Once upon a time on Discworld, there was a little island of no real importance called Leshp. Two of the Discworld’s powerful city-states, Ankh Morpork and Klatch, both laid claim to the island. But then, like Atlantis, it sank beneath the waves. But now Leshp is rising again and it has been rediscovered by two fishermen, one each from Ankh Morpork and Klatch. Of course, the dispute over the island starts again. Both countries start to look to war as the answer. The trouble is that Ankh-Morpork has nothing to fight with and no means of buying arms or men. Meanwhile, Klatch has been arming to the teeth.
So when some Klatchian notables come to Ankh-Morpork to talk about resolving the dispute with words rather than bullets, things start to look up. Sadly someone from the Klatchian delegation wants a shooting war, and so do some people from Ankh-Morpork. So it falls to Sam Vimes and his fellow City Watchmen, Corporals Carrott and Angua, to figure out who it is and what exactly is going on. First, an important Klatchian noble is assassinated and, as Vimes looks into that crime, he starts to find what appears to be a frame job of one of the Klatchians. Sam Vimes is soon on his way to Klatch to try and solve the crime before both cities are engulfed in a war.

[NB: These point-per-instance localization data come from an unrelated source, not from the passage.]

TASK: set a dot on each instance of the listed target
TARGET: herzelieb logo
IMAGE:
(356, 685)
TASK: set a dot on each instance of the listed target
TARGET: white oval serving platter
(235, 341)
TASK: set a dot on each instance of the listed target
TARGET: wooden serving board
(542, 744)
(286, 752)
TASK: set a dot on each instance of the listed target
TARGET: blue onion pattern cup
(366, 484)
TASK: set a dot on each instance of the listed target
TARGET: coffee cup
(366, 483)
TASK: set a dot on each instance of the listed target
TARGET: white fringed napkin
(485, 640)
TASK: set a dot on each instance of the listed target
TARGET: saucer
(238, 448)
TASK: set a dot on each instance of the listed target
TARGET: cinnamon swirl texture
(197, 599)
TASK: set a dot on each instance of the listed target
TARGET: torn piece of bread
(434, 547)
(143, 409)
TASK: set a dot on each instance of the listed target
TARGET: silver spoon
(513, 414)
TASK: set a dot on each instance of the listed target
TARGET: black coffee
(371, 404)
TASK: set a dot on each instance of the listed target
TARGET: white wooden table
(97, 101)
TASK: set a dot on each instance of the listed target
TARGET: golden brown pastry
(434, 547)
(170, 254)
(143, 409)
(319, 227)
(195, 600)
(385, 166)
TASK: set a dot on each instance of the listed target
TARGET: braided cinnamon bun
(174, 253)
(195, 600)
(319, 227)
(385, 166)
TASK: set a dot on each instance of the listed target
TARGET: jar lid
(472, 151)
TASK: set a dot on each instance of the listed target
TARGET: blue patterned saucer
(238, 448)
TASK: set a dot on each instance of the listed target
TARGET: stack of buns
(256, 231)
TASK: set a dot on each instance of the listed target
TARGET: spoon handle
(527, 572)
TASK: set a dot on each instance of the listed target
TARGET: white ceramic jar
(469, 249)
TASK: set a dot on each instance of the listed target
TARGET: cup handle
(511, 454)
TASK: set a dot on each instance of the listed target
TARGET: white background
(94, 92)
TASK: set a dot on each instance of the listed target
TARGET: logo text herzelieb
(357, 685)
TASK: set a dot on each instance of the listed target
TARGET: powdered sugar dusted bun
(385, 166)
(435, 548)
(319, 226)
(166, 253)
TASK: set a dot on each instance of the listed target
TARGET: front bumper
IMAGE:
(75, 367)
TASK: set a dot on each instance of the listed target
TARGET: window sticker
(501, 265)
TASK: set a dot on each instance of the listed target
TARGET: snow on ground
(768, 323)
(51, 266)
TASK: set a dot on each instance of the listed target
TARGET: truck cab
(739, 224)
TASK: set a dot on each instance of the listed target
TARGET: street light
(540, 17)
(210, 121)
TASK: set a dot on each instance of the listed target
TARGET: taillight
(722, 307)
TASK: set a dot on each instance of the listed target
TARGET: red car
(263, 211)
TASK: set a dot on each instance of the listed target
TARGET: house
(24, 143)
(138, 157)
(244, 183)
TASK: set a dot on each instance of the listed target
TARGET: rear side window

“Jingo” is largely a good old-fashioned police procedural with the usual twists of Prachett’s Discworld universe thrown in for good measure.
Pratchett’s writing as usual is sharp and often times very funny. His characters are sharply drawn, and there is no mistaking who is who in the book. Perhaps, and unsurprisingly, Pratchett has started to self-copy some in this book, this being number 21 in the series.
Anyone that has read any of the previous Discworld novels would find this book to be better than most and certainly well worth a read. Those not familiar with the series would be better off starting somewhere else in the series, since “Jingo” seems to jump right off with little or no background explanations.